I think Brian Frederickson nailed it when he summed up the essence of Arnold Jacobs teaching by titling his book Song and Wind. Timothy Gallway summed it up for Tennis with “Trust Self Two”. Harvey Pennick summarized golf with “Take dead aim.”

A teacher once told me the Vaughn Williams Tuba Concerto couldn’t be played on a CC tuba. So I did it on my Junior Recital. (It was in 1967 and I can forgive the restrictive advise.) I played Variations on _____ at a high school solo and ensemble contest and got a 2 rating because I played it too fast. He thought it should be characteristically lugubrious. (There weren’t many show off pieces back then.) "People have always been telling me what I can't do.
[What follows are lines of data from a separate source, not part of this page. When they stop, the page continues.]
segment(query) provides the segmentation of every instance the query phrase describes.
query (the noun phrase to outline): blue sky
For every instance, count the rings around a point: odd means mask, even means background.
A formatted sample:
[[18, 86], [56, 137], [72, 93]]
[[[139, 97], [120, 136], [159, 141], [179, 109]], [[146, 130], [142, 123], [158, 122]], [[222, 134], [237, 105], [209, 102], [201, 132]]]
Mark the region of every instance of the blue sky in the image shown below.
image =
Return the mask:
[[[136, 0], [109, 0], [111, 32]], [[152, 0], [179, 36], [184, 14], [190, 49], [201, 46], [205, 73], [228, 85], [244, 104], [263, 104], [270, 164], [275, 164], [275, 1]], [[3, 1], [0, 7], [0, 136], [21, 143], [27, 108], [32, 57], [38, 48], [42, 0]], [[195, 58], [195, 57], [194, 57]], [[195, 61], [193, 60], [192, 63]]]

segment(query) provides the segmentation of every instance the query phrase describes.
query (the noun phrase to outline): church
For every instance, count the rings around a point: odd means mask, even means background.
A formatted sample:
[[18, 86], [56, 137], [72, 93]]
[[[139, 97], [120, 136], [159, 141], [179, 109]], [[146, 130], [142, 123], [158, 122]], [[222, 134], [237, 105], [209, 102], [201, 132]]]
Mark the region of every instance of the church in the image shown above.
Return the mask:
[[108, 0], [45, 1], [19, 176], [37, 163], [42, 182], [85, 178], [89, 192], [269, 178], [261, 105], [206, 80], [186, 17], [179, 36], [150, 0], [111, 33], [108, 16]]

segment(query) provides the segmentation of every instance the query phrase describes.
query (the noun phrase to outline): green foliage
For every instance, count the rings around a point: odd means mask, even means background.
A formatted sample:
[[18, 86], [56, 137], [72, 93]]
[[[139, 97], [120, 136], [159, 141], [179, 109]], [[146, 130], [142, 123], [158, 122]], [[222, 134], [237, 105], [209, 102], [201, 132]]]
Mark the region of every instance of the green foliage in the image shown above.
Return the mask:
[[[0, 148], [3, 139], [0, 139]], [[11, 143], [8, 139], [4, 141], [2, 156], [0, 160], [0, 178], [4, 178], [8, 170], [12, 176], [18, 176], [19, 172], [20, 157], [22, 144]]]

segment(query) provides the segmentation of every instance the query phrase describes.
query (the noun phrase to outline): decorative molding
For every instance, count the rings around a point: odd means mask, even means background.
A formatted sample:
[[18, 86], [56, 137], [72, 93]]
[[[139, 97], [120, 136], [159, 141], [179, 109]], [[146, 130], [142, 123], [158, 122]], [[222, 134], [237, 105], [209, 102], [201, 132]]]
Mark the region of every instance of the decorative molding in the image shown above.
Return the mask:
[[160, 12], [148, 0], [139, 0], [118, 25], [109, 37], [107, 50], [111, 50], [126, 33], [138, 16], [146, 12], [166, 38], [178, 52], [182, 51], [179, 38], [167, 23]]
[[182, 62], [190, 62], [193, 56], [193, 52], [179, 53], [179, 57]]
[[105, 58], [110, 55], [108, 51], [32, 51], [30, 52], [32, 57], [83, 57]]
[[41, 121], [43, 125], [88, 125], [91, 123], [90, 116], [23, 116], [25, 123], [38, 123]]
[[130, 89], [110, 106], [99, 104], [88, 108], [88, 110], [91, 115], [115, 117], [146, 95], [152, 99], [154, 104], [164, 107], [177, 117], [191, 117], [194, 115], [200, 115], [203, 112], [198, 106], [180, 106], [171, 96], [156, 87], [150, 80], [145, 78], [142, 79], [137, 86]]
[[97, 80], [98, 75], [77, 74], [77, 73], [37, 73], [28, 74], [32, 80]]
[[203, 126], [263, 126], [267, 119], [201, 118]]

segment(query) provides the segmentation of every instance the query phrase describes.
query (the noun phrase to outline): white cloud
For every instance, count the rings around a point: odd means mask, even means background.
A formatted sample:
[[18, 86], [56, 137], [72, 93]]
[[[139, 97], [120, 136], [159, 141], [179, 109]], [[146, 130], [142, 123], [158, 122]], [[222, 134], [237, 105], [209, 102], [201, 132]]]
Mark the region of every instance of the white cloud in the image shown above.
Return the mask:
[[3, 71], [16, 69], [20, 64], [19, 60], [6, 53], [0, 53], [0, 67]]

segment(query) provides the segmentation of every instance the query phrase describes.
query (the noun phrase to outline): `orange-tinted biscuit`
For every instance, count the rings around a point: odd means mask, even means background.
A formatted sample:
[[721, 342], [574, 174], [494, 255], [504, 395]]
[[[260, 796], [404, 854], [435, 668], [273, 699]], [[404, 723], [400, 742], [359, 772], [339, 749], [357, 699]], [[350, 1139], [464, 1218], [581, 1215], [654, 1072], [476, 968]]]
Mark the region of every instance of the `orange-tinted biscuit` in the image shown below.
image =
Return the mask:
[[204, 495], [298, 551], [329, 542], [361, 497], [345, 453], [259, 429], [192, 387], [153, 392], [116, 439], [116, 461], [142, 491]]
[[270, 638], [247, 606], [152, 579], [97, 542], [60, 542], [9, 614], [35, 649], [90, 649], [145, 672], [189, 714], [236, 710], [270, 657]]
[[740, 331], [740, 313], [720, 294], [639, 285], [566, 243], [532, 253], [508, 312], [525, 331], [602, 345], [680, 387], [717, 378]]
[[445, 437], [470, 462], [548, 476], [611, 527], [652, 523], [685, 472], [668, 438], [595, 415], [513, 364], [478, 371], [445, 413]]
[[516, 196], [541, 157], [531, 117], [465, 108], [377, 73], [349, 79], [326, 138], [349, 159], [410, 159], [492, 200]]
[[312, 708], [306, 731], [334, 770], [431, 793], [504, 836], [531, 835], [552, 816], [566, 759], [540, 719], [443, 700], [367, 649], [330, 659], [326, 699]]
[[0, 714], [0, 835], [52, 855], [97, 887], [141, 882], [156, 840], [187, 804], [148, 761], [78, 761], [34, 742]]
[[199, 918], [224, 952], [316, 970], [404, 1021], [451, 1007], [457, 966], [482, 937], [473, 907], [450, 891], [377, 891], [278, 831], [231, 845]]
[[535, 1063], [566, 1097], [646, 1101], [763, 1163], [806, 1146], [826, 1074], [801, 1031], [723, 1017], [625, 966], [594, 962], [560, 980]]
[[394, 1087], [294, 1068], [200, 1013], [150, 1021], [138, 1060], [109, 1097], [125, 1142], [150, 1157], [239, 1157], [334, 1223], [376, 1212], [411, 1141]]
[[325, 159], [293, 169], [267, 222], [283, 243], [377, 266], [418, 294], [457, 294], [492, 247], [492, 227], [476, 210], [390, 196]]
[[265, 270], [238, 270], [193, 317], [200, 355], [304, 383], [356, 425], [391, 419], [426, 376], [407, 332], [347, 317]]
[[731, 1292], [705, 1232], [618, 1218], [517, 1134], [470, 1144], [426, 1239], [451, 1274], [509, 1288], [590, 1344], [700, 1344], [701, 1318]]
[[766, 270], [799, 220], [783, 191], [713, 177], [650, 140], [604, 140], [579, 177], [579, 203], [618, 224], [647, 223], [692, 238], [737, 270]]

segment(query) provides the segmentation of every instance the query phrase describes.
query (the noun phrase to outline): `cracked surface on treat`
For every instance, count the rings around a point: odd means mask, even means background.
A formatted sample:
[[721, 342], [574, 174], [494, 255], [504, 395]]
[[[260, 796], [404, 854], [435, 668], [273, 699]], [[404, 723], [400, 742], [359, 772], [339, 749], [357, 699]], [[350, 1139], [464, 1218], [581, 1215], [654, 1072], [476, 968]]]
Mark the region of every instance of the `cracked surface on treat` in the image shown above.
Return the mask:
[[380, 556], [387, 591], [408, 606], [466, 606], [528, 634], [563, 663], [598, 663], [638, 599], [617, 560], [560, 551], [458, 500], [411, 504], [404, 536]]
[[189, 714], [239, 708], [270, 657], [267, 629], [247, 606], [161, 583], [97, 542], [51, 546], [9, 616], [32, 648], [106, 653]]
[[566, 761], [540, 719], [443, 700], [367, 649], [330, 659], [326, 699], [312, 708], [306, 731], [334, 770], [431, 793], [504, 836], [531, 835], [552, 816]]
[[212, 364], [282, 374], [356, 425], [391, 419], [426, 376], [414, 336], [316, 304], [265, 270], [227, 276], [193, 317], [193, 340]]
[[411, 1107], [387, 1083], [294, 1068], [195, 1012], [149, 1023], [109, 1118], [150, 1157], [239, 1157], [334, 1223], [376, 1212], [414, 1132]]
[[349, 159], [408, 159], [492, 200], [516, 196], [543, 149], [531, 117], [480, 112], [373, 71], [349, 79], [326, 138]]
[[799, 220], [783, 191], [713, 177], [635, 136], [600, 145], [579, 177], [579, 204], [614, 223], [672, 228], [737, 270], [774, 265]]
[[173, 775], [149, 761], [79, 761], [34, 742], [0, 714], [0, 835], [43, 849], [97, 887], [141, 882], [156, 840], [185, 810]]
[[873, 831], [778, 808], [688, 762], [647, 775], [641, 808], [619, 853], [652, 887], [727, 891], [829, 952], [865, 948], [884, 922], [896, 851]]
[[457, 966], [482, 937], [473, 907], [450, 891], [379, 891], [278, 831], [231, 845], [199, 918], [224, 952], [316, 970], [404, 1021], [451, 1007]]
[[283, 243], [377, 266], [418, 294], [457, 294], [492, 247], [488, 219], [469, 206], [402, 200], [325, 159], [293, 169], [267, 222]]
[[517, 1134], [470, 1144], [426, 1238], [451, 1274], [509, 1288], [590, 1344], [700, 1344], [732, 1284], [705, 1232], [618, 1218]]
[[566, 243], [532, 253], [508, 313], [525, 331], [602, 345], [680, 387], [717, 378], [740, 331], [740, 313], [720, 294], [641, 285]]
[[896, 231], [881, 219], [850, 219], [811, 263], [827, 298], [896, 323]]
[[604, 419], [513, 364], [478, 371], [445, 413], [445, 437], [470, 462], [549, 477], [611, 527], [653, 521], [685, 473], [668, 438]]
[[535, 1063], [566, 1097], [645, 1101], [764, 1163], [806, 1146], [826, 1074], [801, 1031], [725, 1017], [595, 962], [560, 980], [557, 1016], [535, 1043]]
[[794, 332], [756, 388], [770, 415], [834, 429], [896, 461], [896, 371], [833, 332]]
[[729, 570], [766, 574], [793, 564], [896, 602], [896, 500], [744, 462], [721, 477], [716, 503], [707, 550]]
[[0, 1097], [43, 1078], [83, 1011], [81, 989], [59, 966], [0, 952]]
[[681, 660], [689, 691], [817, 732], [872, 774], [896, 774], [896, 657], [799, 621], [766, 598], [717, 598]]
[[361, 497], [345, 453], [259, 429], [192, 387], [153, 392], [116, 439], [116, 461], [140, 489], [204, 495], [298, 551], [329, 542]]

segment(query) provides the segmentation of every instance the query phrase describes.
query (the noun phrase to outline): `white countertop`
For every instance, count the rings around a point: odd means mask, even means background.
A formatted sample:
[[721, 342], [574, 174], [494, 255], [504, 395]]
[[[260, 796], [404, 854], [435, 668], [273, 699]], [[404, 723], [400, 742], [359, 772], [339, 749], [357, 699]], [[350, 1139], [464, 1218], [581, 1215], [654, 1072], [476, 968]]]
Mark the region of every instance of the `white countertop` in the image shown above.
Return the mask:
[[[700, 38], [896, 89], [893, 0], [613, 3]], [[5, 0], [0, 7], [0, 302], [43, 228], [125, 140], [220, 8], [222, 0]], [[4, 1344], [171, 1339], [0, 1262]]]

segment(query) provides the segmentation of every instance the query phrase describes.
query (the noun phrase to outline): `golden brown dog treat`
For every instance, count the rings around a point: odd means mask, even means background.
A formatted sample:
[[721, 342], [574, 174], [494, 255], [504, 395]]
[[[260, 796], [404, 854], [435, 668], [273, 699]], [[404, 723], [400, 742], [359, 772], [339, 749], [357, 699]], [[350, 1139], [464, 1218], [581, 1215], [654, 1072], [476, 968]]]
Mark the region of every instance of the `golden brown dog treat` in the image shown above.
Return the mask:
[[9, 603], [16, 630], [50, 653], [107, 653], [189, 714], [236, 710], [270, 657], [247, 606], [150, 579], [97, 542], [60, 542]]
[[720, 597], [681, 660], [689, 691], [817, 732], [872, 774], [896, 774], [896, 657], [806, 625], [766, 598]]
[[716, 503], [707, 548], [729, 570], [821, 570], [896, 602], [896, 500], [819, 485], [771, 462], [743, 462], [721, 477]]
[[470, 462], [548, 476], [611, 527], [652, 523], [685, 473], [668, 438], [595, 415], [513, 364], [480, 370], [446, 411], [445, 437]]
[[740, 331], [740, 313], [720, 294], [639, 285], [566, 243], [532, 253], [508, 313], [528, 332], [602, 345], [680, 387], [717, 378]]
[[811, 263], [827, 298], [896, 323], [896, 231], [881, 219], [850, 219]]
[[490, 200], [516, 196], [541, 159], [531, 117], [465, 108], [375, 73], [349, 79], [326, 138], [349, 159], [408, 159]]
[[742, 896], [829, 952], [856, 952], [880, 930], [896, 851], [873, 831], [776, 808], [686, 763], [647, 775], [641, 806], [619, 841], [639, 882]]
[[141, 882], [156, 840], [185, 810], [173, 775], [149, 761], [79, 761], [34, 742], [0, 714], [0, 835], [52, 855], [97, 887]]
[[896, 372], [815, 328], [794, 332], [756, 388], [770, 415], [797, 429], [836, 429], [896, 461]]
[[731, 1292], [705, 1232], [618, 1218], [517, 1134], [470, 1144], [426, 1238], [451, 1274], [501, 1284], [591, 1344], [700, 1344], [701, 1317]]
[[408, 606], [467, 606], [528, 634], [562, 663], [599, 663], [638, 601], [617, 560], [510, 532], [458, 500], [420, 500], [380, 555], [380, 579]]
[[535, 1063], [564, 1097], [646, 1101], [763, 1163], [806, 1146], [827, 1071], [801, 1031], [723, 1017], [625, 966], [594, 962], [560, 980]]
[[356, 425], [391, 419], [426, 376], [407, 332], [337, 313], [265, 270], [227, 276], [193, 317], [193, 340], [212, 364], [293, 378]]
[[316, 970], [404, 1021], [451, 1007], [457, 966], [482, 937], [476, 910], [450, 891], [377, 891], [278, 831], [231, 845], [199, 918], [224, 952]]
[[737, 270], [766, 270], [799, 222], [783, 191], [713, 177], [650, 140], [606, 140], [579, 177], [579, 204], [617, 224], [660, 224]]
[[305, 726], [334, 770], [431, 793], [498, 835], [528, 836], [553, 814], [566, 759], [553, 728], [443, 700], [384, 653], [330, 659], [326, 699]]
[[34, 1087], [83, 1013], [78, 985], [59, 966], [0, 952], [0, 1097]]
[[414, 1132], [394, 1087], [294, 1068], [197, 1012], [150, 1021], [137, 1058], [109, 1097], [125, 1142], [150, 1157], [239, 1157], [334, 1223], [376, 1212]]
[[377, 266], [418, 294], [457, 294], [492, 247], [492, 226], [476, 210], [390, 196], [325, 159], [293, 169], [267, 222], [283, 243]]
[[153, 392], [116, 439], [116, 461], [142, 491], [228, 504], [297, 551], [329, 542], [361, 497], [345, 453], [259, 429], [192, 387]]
I guess I have wanted to show them. That's been one of my driving forces all my life." Ben Hogan.

Side story (no golf corollary): Jake also played string bass when he attended Curtis. He was rejected for lessons on bass. He auditioned for a bass teacher who had limited English. The teacher asked for “a minor scale”. So Jake played a C minor scale. (It turned out he wanted the “A minor scale”.)

Side, side story no golf corollary): I was in a lesson with Mr. Jacobs when the proof tape copies of the Trombone Tuba excerpt album arrived. He played a few excerpts during my lesson. I jokingly asked if he would be sending the record around so that other orchestras knew how the excerpts should be played. There was a long, long silence during which I knew my attempt at humor was viewed as inappropriate. Finally he said “No. Let ‘em buy their own.”